Landscapes That Don’t Lie

At the same time Julia Margaret Cameron was arranging her household into portraits and Munby was dressing up Cullwick, there was a movement in the United States towards viewing the unspoiled American West as idyllic and artists using it to construct a sense of nationalism. Many artists did much the same that Munby and Cameron did in carefully constructing their images to project an intended message or meaning. In the mid-19th Century, tension between expansion and industry, the city and the country, nationalism and land in the United States caused a boom in landscape portraiture that depicted the West as a lush, beautiful wilderness.

A particular photographer by the name of Carleton E. Watkins took a different vantage point on capturing images of the American West. He was a commercial photographer responisble for publicizing the Yosemite region to the rest of the country. What Watkins did differently is that he showed the place as it was. Unlike the Munbys and Camerons, he selected his best images but did not fabricate them. Painters and photographers with the same focus as Watkins (to capture the West in art) strove to make their works the most beautiful, glorious, and inspiring. Watkins showed a real place as what it really was.

His photograph “Yosemite Valley from ‘Best General View'” shows his vision of showing what is really there. Where many artists would remove the ugly bare tree from the breathtaking view, Watkins embraces it as the focus for the picture. He does not falsify his image and shows that while the land is undeniably beautiful, sometimes it is ugly too, and that’s just the way it is.

For more photographs check out http://www.yosemite.ca.us/library/watkins/list.html


Responses

  1. While I think the connection you’re making from Cameron to landscape portraits of the American West is interesting, I think saying that Watkins “does not falsify his image and shows that while the land is undeniably beautiful, sometimes it is ugly too, and that’s just the way it is.” is problematic on a number of levels.

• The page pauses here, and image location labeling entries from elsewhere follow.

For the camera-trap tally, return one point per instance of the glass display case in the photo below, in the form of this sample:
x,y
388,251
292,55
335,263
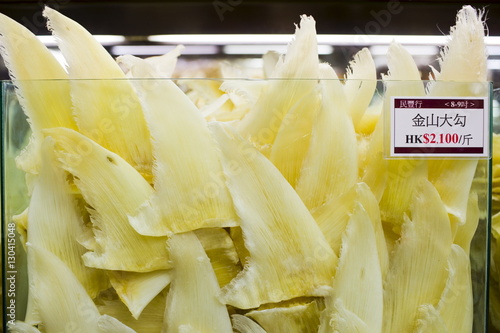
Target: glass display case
x,y
322,220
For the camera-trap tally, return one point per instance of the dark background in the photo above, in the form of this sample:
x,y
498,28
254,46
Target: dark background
x,y
138,19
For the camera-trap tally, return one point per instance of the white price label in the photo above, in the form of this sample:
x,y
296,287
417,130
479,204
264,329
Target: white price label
x,y
439,126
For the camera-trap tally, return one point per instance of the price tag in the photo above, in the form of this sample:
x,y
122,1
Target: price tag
x,y
439,126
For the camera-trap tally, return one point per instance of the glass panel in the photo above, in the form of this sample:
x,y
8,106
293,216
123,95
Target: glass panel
x,y
284,126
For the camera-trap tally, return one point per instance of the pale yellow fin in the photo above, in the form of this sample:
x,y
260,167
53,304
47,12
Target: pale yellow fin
x,y
286,247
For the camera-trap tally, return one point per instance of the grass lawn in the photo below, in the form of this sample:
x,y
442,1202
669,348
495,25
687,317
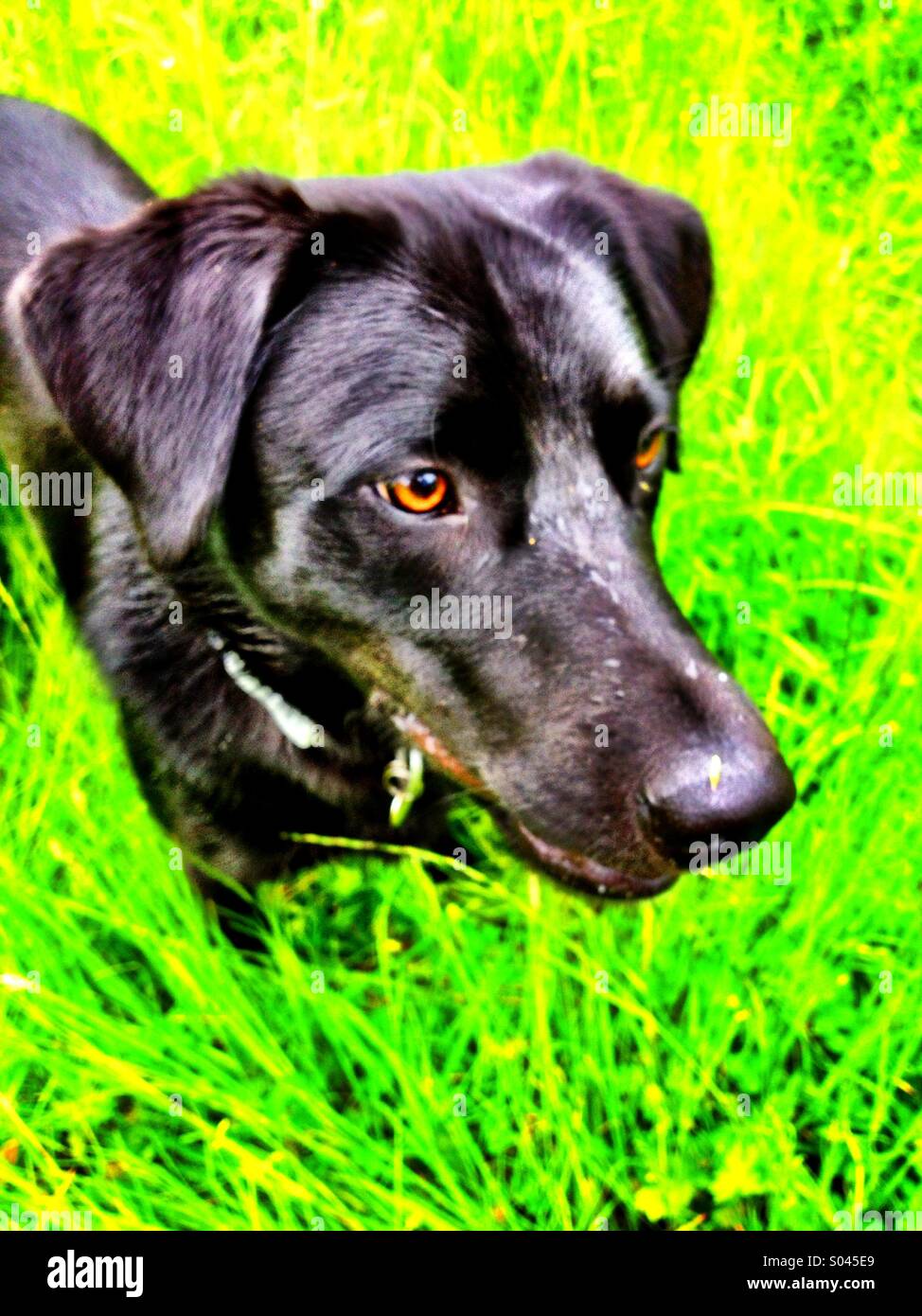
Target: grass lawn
x,y
492,1052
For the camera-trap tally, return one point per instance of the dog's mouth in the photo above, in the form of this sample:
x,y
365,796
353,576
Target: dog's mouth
x,y
568,866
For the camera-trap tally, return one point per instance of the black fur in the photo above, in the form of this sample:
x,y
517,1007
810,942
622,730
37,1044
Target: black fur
x,y
215,355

    Didn’t ALL the landscape photographers of the American West showed the land “as is” — as it is near impossible to alter a landscape the way JMC could alter her subjects? It’s a matter of composition and agenda, the way I see it; by choosing to focus on a tree which does NOT convey the image of the “land of plenty,” Watkins is being just as subversive as the other mainstream photographers who focused on the expansive sweep of untouched land (Muybridge, etc. comes to mind).

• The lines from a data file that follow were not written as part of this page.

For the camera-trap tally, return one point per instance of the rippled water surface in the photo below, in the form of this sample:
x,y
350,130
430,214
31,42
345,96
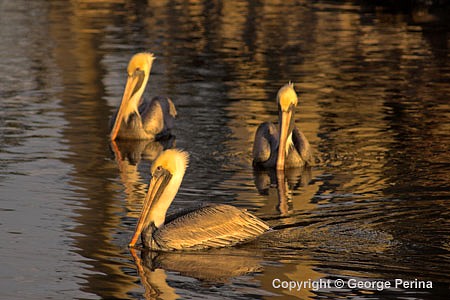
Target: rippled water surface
x,y
373,84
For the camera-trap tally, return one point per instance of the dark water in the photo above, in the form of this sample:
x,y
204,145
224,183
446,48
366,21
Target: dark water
x,y
374,88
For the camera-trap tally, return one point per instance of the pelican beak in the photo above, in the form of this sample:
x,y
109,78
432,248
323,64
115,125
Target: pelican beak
x,y
286,127
134,84
158,183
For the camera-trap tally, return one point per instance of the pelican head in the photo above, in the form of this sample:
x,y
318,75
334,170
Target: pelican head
x,y
138,73
167,173
287,101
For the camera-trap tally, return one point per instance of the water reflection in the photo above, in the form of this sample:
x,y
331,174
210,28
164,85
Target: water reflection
x,y
373,87
278,186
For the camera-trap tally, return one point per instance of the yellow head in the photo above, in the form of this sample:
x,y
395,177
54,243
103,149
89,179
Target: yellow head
x,y
140,62
174,161
287,97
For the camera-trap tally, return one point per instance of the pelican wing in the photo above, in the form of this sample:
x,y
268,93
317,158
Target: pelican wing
x,y
211,226
302,145
158,116
265,144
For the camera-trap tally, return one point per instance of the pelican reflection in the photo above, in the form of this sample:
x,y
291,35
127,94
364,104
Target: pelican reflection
x,y
278,186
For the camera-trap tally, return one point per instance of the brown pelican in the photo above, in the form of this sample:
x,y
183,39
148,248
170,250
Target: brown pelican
x,y
285,146
138,119
208,226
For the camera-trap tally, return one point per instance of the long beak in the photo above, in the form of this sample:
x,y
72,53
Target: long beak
x,y
285,124
157,185
134,83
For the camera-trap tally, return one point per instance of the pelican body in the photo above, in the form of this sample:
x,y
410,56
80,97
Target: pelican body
x,y
282,146
136,118
207,226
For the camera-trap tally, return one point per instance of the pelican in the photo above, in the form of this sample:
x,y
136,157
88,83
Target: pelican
x,y
207,226
136,118
285,146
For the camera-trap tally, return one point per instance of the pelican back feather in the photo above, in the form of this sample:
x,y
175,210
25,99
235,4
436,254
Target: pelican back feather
x,y
211,226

    But then there is the whole issue of public and private collections. While the majority of images sent back to the East for use as public proponents of Manifest Destiny DID focus on the “land of plenty,” there were just as many images taken by the same photographers which *didn’t* perpetuate the “land of plenty” message, and simply were not popularized, or publically consumed. So I would either call all or none of the images “falsified,” if you’re referring for their focus alone.

    Plus there is my own bias of always having found Watkins’ tree quite beautiful, with its thin elegance and adorable tufts of leaves, but that will end in discussions of how culturally bound the definition of “beautiful” is…

    So I guess I will end by saying what all could have been said in one sentence (eeek, sorry for the rant, I didn’t meant to get carried away!) — that Watkins certainly *does* “falsify his image” with the definition you use of it– just not with hair and fingerprints as JMC (or drawing clouds on negatives as Muybridge does), but just by so consciously choosing his composition the way he captures.